A tiny new restaurant opened in our tiny town of Montara – the Montara Bistro. I dropped by yesterday to pick up a menu and saw that they are already looking for customer feedback.

not_a_survey.jpg

So to some folks, this is a survey. But it’s next to useless.

Why? Their questions are not too bad, but they are conversational questions, and should be presented that way. They are the basis of a conversation. Handing someone a sheet of paper (with no room to fill in any response) and asking them for essays is ineffective. It’s not fair. These are the questions they want answers to, but sometimes you have to ask a series of questions to get that information. And you can’t decide ahead of time which questions to ask. You have to ask a question, listen to the response, and then choose your next one. You can’t do that on a piece of paper. You need to have real people talking to each other and exploring the issues that way.

Not to mention that the restaurant has been open for a day or two, and there’s a presumption of an in-depth relationship that hasn’t really been built yet. What do I think of the Bistro Vision? Ummm, I don’t care.

I love what this artifact tells you about the company; that they really want to get a dialog going. They don’t have the tools in place to do it yet. Maybe it’s backed up by the way they interact with customers who come in; I don’t know. But this won’t work at all.

And I think this sort of inquiry is what a lot of design students are doing; identifying some open-ended (i.e., requires the respondent to write sentences) questions and sending them out by email. Some people will respond. Some may even write a lot. But you can’t follow up unless you send out another email. And then it’s just a conversation.

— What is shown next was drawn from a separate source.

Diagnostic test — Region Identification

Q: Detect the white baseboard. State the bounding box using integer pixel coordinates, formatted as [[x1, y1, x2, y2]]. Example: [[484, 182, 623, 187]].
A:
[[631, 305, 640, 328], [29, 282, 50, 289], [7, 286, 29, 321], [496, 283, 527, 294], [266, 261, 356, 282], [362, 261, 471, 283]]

As with everything you “send out” who it gets sent to is a factor. Sending something to 3 friends is a very different approach than something that is quantitative in nature.

Look at this artifact from a recent project (created by our partners, not us):
survey_sample.JPG

This contained 31 questions, only a few open-ended ones. There’s randomization where needed (so you can filter out order-effects, where the first or last item might be picked more frequently in a list), and a large enough sample so that results can be processed to lead to conclusions – comparisons between different factors (this is the stats part I’ve been talking about).

Attitude toward technology meets Age
Purchase habits meets Region (with Age)
Stores shopped meets Region (with Age)
etc.

Tons of work and tons of math goes into creating tables (that then get interpreted) like
255b6076.jpg

As Paul Hogan (sorta) said “That’s not a survey, now that’s a survey!”

I hope this brings a bit more clarity to the discussion.